Note the setting that led to hypoglycemia like prematurity, low birth weight, infant of diabetic mother, sepsis, asphyxia, etc. as these determine the expected course of hypoglycemia.
TREATMENT AND COURSE
- Asymptomatic babies with blood sugar values below “normal”, detected by screening, are offered breast milk (preferred)/formula milk and blood sugars measured every 15–30 minutes till blood sugar reach safe values
- Symptomatic babies/babies with blood sugar <25 mg/dL are given a 2 mL/kg bolus of 10% dextrose, followed by 10% dextrose infusion at 80 mL/kg/day (6 mg/kg/minute). Blood sugars measured every 15–30 minutes till blood sugar reach safe values, the infusion is increased by 2 mg/kg/minute, if the sugar values are below “normal”. If dextrose infusion of 12.5% or more is required, a central line must be inserted11
- The dextrose infusion is tapered every 6–12 hours, if the values are over 60 mg/dL
- If dextrose infusion of 10 mg/kg/minute is required—hydrocortisone (or dexamethasone)
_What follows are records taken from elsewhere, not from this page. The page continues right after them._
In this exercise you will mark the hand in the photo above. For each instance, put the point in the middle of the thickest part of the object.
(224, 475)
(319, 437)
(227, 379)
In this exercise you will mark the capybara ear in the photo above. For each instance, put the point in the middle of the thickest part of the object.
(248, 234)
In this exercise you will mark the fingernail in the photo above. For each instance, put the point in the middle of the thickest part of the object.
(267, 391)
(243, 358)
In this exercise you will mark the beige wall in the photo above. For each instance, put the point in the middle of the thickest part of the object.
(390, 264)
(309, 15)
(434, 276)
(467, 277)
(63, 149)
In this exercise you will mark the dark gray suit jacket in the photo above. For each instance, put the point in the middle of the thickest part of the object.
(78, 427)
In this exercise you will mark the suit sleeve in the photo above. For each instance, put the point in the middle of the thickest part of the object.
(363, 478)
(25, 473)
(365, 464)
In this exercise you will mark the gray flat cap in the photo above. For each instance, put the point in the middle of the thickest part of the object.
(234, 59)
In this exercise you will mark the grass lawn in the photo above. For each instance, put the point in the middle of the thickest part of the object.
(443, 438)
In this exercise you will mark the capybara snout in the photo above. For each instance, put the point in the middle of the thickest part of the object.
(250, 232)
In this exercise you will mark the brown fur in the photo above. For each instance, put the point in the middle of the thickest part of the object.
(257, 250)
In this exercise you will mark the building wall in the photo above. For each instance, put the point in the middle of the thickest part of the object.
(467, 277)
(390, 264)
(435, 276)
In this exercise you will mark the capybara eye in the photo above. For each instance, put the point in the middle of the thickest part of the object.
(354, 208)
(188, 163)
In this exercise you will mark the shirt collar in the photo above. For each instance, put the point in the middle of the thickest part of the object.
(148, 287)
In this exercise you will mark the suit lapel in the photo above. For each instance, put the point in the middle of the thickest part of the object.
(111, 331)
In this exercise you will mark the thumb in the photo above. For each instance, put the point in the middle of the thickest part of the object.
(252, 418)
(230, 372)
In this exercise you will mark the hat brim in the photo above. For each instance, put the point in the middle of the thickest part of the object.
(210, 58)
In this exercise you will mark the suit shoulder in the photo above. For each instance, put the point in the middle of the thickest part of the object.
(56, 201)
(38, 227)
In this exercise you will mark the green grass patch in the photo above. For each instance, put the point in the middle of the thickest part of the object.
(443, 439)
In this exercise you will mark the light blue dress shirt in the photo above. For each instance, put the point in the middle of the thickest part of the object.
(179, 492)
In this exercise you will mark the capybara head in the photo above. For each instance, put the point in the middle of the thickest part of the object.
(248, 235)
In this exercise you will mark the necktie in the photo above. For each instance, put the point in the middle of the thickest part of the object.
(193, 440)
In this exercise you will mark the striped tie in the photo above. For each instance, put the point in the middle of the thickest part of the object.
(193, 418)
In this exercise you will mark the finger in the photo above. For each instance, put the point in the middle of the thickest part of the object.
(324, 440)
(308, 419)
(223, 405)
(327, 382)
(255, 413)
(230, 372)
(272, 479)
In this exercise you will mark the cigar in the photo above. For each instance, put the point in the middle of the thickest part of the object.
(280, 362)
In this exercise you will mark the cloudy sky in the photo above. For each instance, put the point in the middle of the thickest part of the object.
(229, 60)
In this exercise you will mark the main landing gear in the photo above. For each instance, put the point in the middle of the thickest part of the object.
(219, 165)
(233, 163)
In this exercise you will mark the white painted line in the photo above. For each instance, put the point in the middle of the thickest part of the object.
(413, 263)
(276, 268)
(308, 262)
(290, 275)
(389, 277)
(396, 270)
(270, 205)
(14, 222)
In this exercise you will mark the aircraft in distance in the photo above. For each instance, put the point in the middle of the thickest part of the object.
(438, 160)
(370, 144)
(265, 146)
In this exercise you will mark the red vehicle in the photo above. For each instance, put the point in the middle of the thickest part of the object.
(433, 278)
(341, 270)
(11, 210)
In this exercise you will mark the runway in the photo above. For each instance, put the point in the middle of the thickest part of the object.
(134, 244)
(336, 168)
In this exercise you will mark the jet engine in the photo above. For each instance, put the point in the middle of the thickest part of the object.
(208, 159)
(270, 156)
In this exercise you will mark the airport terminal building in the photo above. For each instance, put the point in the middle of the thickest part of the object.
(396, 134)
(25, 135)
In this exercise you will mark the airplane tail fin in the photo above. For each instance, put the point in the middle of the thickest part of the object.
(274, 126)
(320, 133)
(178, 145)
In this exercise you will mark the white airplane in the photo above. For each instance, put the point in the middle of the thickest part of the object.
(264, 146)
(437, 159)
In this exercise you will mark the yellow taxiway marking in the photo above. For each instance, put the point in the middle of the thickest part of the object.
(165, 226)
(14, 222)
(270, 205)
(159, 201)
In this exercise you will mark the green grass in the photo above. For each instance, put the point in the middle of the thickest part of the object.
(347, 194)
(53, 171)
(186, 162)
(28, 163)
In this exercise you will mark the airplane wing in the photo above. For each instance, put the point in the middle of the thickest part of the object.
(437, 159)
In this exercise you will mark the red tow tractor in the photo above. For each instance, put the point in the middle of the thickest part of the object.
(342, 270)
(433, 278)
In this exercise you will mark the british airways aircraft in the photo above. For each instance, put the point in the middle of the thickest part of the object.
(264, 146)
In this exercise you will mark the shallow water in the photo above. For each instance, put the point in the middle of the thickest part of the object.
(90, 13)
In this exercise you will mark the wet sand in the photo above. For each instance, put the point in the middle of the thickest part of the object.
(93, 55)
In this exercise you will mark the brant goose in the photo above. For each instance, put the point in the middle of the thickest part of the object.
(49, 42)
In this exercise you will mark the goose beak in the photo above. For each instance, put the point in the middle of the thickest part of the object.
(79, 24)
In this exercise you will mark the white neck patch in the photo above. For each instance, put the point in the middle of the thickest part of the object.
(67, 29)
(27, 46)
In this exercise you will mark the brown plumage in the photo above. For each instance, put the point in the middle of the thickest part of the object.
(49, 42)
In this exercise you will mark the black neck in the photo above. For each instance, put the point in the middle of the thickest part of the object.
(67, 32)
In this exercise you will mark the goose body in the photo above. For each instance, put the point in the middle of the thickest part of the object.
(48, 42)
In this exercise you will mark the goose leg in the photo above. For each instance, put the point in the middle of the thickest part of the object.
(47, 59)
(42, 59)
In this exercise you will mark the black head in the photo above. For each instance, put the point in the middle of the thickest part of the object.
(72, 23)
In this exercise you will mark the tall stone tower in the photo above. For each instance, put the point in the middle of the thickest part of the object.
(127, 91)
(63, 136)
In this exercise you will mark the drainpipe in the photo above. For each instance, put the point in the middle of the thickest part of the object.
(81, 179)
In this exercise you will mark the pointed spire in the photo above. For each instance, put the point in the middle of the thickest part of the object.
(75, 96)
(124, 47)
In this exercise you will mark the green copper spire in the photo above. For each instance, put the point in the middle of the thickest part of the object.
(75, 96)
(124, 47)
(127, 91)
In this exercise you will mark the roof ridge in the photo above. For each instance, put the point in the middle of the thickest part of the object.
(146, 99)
- Diazoxide is used, if high glucose infusion rate (GIR) is required and blood sugar remains unstable. If still not responding, octreotide is tried. Nifedipine can be tried in most difficult cases
- Glucagon can rapidly improve glucose levels in an emergency.
DIFFERENTIAL DIAGNOSIS
Hypoglycemia must be excluded in all babies with encephalopathy, in all sick babies.
DIAGNOSIS
- Point of care testing by glucose oxidase method
- Practical tips: The blood spot should be collected without contamination with antiseptic and should cover the sensing spot completely
- Confirmation of low sugar is done in the lab using spectrophotometry. The sample must be processed without delay.
Values of blood sugar for intervention: 50 mg/dL.
PROGNOSIS AND PREVENTION
- Symptomatic hypoglycemia—high risk of disability—seizures, intellectual disability, cortical visual impairment (typical area of injury is parieto-occipital lobes)
- Asymptomatic hypoglycemia—much lower risk
- Prevention involves supporting lactation and periodic monitoring in high risk neonates.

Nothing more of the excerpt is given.